1. A semiconductor device, comprising:

a semiconductor substrate;

a base insulating film formed on the semiconductor substrate;

a fuse element formed on the base insulating film, and comprising a laser irradiation portion having a lengthwise direction and a widthwise direction; and

a protective insulating film covering the fuse element,

the laser irradiation portion having, in the lengthwise direction, chamfers between a bottom surface of the laser irradiation portion and a first side surface of the laser irradiation portion and between the bottom surface and a second side surface of the laser irradiation portion, the bottom surface being in contact with the base insulating film, the first side surface being located at one end of the laser irradiation portion in the widthwise direction, the second side surface being located at another end of the laser irradiation portion in the widthwise direction.

2. The semiconductor device according to claim 1, wherein each of the chamfers is connected to a top surface of the laser irradiation portion.

3. The semiconductor device according to claim 1, wherein each of the chamfers has a rounded surface protruding toward outside of the laser irradiation portion.

4. The semiconductor device according to claim 1, wherein a top surface of the laser irradiation portion is parallel to the bottom surface.

5. The semiconductor device according to claim 2, wherein a top surface of the laser irradiation portion is parallel to the bottom surface.

6. The semiconductor device according to claim 3, wherein a top surface of the laser irradiation portion is parallel to the bottom surface.

7. The semiconductor device according to claim 1 wherein a top surface of the laser irradiation portion comprises a recessed portion having a bottom part being parallel to the bottom surface.

8. The semiconductor device according to claim 2 wherein a top surface of the laser irradiation portion comprises a recessed portion having a bottom part being parallel to the bottom surface.

9. The semiconductor device according to claim 3 wherein a top surface of the laser irradiation portion comprises a recessed portion having a bottom part being parallel to the bottom surface.

10. A method of manufacturing a semiconductor device, comprising:

forming a base insulating film on a semiconductor substrate;

forming a fuse layer on the base insulating film;

forming, after depositing an insulating layer on the fuse layer, an insulating layer mask on a region of the insulating layer in which a fuse element is to be formed;

forming the fuse element, in which a corner portion between a bottom surface of the fuse element and a side surface of the fuse element is chamfered, by dry etching the fuse layer with use of the insulating layer mask as an etching mask; and

forming a protective insulating film on the fuse element.

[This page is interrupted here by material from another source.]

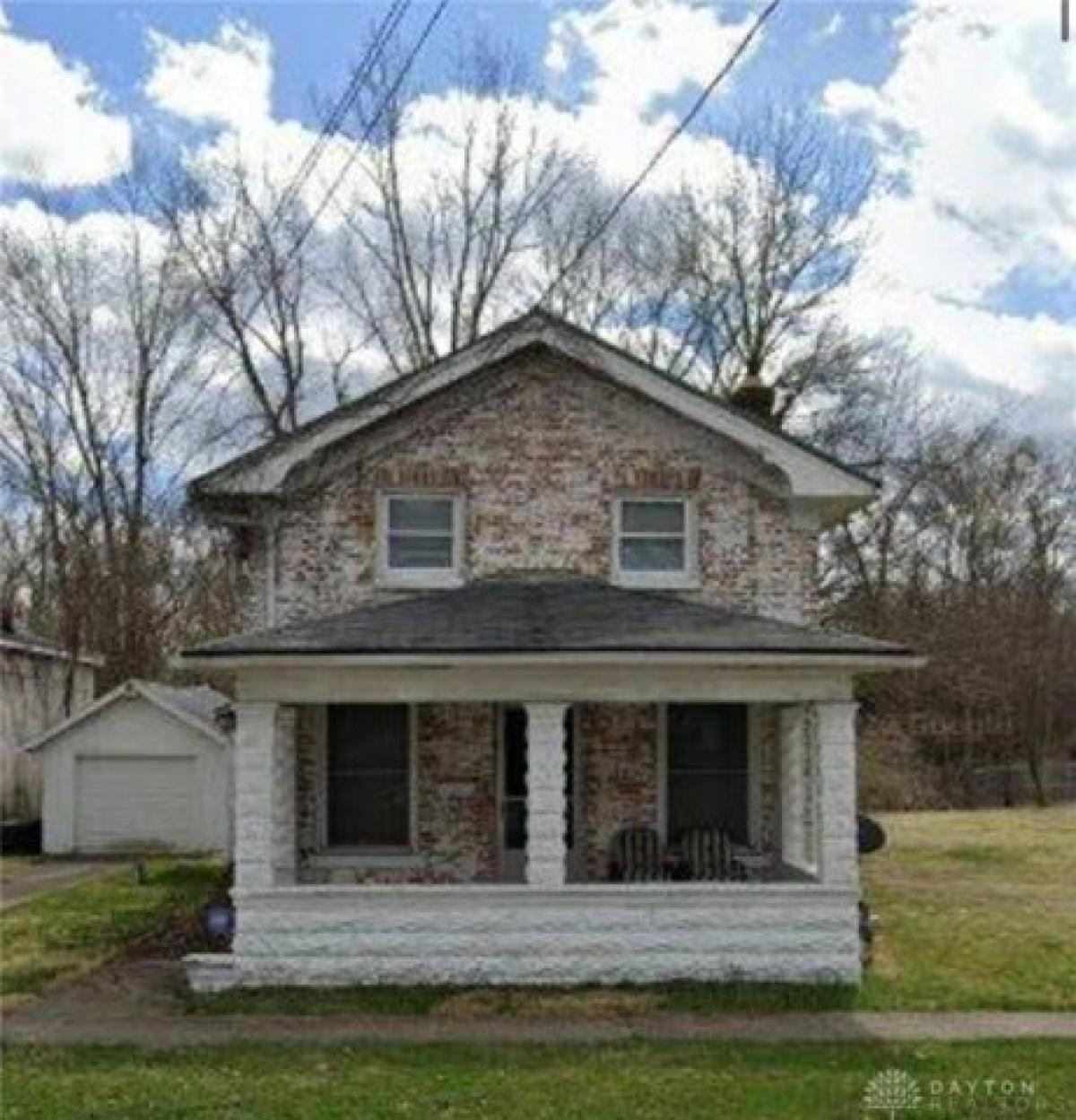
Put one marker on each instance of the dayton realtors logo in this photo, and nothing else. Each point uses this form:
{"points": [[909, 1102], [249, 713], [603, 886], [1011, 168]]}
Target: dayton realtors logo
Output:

11. The method of manufacturing a semiconductor device according to claim 10, wherein the forming of the fuse element comprises forming the fuse element, in which the corner portion between the bottom surface and the side surface is chamfered, by etching the fuse layer to expose the base insulating film and by performing overetching under the same condition as a condition of the etching.

12. The method of manufacturing a semiconductor device according to claim 10, wherein the insulating layer mask comprises a photoresist.

13. The method of manufacturing a semiconductor device according to claim 10, wherein the insulating layer mask comprises a silicon oxide film.

14. A method of manufacturing a semiconductor device, comprising:

forming a base insulating film on a semiconductor substrate;

forming an insulating film recessed portion by isotropic etching in a region of the base insulating film in which a fuse element is to be formed;

forming a fuse layer on the base insulating film including the insulating film recessed portion;

forming, after depositing an insulating layer on the fuse layer, an insulating layer mask on a region of the insulating layer in which the fuse element is to be formed;

forming the fuse element, in which a corner portion between a bottom surface and a side surface of the fuse element is chamfered, by dry etching the fuse layer with use of the insulating layer mask as an etching mask; and

forming a protective insulating film on the fuse element.